As such, it is designed to overcome some of the typical failings in attempts of evidence-based reform police practice. Police reform, or any kind of practical implementation of theory within policing is difficult and rarely succeeds, even when the scope is limited to one-off experiments designed to test whether proposed theory works in practice. Breakdowns in communication between academics and officers, misunderstandings of aims, and police culture have all been identified as reasons for implementation failure (MacQueen & Bradford, 2015; Murphy & Tyler, 2017) with Worden and McLean (2017), concluding evidence-based police reform remains a “mirage”. Initial findings suggest effective changes in police practice are feasible as result of this approach (Hohl et al., this issue).

Conclusion

The perennial problem of low charge rates for rape cases, and lack of procedural justice afforded to victim-survivors over the course of the police and criminal justice process are well-documented. Complaints about a lack of effective change in police practice and recommendations for such change have echoed through the decades to insufficient effect. The five pillars framework outlined in this article is a theoretically grounded and practice-oriented attempt to employ the practical and symbolic powers of policing more effectively towards ending sexual violence, and violence against women and girls. It combines feminist literature, forensic psychology, procedural justice theory, organisational justice theory and the wider policing literature on police culture, learning, development and well-being, and the use of quantitative social statistics in enabling police forces to make effective use of their data. Operation Soteria is a first step to empirically testing the framework. The empirical approach is a multi-method research design that combines statistical analysis of large police administrative datasets, case file reviews, focus groups, interviews, observations of training and of officers in their day-to-day police work, review of video-recorded victim interviews and body worn video footage, as well as extensive document analysis. The academic-police collaborative approach marked is by mutual trust, transparency, continuous dialogue, and addressing challenges jointly.

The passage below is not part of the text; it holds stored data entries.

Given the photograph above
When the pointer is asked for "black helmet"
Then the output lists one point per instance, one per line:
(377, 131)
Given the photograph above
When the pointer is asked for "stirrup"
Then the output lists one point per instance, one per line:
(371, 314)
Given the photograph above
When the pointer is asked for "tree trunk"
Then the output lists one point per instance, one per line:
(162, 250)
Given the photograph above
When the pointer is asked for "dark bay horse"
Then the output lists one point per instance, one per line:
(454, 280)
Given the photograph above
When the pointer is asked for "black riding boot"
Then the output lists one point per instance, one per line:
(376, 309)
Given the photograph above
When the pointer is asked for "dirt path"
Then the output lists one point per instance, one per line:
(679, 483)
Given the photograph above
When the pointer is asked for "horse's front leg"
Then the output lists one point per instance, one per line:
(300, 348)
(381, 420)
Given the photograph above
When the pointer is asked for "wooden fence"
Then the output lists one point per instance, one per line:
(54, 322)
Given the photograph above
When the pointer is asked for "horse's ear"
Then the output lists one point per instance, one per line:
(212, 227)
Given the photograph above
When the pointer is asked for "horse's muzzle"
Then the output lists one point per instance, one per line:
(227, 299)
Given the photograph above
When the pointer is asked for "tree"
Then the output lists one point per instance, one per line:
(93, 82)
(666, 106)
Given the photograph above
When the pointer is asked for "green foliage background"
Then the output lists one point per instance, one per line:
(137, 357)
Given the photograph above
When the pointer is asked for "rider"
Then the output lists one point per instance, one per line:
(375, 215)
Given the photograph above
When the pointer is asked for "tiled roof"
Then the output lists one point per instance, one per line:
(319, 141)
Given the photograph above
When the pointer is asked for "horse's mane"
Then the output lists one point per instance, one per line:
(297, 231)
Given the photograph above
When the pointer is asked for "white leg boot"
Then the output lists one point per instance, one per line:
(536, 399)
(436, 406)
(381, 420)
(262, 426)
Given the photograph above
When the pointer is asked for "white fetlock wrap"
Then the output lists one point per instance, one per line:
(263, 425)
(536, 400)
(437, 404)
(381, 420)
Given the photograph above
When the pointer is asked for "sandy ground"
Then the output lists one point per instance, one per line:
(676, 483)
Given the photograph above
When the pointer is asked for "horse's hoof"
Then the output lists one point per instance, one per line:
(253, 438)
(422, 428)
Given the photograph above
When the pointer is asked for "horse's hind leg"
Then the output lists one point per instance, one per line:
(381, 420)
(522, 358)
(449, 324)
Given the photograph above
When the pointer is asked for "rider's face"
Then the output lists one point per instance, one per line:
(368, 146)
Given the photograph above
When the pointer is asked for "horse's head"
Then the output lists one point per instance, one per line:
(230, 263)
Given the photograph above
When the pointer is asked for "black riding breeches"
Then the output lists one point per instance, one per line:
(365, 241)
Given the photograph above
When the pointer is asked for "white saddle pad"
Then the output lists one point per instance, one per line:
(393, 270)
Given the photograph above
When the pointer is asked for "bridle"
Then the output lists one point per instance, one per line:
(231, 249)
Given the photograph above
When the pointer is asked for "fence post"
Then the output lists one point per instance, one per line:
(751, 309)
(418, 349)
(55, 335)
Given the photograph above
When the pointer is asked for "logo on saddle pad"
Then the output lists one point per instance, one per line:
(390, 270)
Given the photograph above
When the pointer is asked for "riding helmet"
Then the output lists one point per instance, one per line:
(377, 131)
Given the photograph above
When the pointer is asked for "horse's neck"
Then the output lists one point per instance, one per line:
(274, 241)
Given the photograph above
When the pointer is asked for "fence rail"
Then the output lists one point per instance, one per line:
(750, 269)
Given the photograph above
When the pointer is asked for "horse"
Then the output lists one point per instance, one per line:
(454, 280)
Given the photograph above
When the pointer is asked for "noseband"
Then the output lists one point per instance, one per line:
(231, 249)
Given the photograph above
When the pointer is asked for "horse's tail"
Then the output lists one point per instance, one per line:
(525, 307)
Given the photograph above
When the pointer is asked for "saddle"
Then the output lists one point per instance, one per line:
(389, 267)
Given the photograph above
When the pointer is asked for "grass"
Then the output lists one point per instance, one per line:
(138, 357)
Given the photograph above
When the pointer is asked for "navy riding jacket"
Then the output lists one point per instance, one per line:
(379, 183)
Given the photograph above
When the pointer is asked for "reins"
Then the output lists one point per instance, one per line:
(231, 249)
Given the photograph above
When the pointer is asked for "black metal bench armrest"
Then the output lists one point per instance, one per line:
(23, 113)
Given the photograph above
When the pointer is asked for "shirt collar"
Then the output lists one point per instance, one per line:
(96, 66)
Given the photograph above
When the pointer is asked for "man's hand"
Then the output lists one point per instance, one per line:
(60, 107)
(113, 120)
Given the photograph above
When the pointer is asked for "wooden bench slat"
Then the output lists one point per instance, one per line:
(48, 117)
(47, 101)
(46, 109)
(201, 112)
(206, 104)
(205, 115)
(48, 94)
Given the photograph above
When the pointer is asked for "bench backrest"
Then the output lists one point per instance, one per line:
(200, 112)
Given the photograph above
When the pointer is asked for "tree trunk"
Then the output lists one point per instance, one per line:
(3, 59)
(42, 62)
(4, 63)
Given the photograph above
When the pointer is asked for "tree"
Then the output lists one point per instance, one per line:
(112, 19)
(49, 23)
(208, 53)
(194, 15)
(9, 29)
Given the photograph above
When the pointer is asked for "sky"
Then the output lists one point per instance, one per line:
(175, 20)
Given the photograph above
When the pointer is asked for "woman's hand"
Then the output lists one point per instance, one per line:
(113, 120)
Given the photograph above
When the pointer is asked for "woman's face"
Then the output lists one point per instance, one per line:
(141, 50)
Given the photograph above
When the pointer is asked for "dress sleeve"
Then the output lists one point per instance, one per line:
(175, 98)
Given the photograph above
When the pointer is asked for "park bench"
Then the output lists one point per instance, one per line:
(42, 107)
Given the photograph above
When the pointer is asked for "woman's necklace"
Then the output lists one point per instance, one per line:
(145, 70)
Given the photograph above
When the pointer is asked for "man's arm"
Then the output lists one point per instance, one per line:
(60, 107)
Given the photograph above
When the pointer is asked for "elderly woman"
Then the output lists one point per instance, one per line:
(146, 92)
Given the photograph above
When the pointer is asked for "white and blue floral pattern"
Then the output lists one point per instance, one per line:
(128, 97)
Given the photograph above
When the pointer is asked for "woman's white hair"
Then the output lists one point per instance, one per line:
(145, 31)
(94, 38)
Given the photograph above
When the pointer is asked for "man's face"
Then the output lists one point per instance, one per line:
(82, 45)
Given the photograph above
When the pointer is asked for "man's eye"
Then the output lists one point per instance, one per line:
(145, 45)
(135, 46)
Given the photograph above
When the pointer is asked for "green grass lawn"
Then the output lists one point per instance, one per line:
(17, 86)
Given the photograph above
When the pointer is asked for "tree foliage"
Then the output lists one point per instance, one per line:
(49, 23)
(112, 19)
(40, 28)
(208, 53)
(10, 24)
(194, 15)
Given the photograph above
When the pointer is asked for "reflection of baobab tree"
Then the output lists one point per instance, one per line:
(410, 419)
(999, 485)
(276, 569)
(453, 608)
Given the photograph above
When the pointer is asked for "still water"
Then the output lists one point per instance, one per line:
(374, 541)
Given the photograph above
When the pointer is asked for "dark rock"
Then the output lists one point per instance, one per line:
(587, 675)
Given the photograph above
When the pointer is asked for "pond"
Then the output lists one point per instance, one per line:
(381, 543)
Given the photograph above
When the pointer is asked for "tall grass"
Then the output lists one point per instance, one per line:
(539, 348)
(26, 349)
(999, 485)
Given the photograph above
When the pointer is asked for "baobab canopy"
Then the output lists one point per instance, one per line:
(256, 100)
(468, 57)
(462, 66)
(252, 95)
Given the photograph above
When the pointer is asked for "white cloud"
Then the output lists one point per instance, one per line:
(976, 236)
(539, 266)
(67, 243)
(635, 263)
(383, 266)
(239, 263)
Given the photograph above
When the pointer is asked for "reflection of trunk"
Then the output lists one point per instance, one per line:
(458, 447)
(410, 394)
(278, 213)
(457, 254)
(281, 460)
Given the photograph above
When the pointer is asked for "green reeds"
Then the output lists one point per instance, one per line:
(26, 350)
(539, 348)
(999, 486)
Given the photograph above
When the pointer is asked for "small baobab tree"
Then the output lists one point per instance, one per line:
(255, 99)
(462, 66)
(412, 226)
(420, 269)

The successful integration of academic insight and research into the world of policing will be judged through the experiences of victim-survivors, their families and friends, as well as those of the police officers who apply the law’s faultline to reports of rape. Harnessing academic insight in situ can only be accomplished through the open and willing collaboration with police officers and the policing organisations for which they work. This makes Operation Soteria a lever of hope in changing police practice. Too often academics lament—decrying either theory failures or implementation failures—leaving practitioners with little steer on how to improve practice through evidence and theory. As the outcomes of Project Bluestone (see all articles in this special issue) and Operation Soteria will be published we can but hope that they will add to this literature, as means to an end. As academics, we want to make a difference to victims-survivors and their experience of formal justice. We want better policing. The five pillars framework, and its implementation through Operation Soteria not only seeks to change the way we think about using Social Science as a lever for change in the police response to sexual violence, but as a mechanism to move justice closer to the wider health and well-being of our social worlds.